Sunday, June 13, 2010

I'm a Believer <>< (Extended Edition)

I'm searching for a word
Looking through the songs
Maybe a rhyme
Just to right the wrongs

A message in the sky
Maybe a sign from above
Noah had it right
Where's my branch and my dove?

Ask the non-believers
They're havin' a fit.
They look at my people
One word: hypocrite.

Saturday night;
"Hey they're playing my song!"
All seven deadly sins
Playing all night long.

Sunday morning
and it's a different story
Wake up just in time
To sing to His Glory.

Sit in the pews
Bow your head
Ask for forgiveness
...And do it all again.

Monday comes
You're back at work
Talk about the new girl
And how your boss is a jerk.

Chrome fish on your car
A Bible on your shelf
Grace before dinner
Yet you ask yourself:

Who am I really?
Why am I here?
If you'd crack open that Bible,
You'd find it's clear.

You're here to Live for Him
Because He died you you,
You're here to show people
Just what His love can do.

"Let your light so shine..."
See your way through the dark
Know that you're His
He lives in your heart.

To the non-believers;
I pray for you
Because I know that
My God loves you too.
(-June 14, 2010)

To all of you
It starts today.
I'm looking at the future,
And for this I pray:


That you stand for what's right,
Not afraid to take the lead.
Your life may be the only Bible
That some people read.


That no matter what happens
You remember Him.
Lord in your name I pray,
and play,
Amen.
(-July 12, 2010)

Thursday, June 3, 2010

The Landscape(s) of My Mind.

In the last couple of years, I've had some of the darkest times of my life. I have felt so alone, alienated, betrayed, and sad that quite literally nothing seemed to matter. I could stare into dark space for hours. Words running through my mind, names of people who had wronged me, messages of self loathing, and yes, even some thoughts of self-harm. The first time I experienced this, it lasted for about 3 months, the last time; it only lasted for a couple of weeks. I've come to the conscious decision: I am never going back to that place again. The only way I feel I can get people to understand, is to describe to them the difference in the "landscape" of my mind.

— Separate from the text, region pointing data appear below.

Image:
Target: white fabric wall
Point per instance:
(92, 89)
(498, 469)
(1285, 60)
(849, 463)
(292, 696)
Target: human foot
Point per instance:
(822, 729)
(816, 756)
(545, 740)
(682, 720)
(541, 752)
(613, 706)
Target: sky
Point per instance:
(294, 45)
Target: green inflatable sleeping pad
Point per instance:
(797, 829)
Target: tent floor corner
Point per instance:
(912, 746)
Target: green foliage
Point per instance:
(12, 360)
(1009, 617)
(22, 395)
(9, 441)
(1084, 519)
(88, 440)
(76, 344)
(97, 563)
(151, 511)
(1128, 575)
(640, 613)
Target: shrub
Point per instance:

Let me set the scene for you.

Most days, it's what I consider the perfect day. Around 55-60 degrees (just chilly enough for a hoodie), and it's breezy. I'm on a path, often one that's man-made after years of wondering. There are trees on both sides, and the sun hits them in such a way that the dying leaves of autumn are a rich golden hue. As I walk down the path, I do nothing but soak in the awe-striking beauty of nature. The most beautiful shades of green, yellow, blue, and red. Colors so crisp that only God could have created them. There's music; there's always music. Often times though, the music has no lyrics. Sometimes I find myself stopping and listening for the lyrics, just knowing that the hidden words are the answers to my questions, my predicaments, even my problems.

However.

There were days when it was dreary out. The temperature was about the same, but with no wind. No movement of any kind really. It looked like the very end of autumn. There were no leaves on the trees, yet there wasn't any evidence that they had fallen either. The grass was a pale shade of green, there was hardly sign of life at all. There was barely any color. But the worst part was; the music was gone. I would wonder around, but I didn't get anywhere. More than sad, it was frustrating.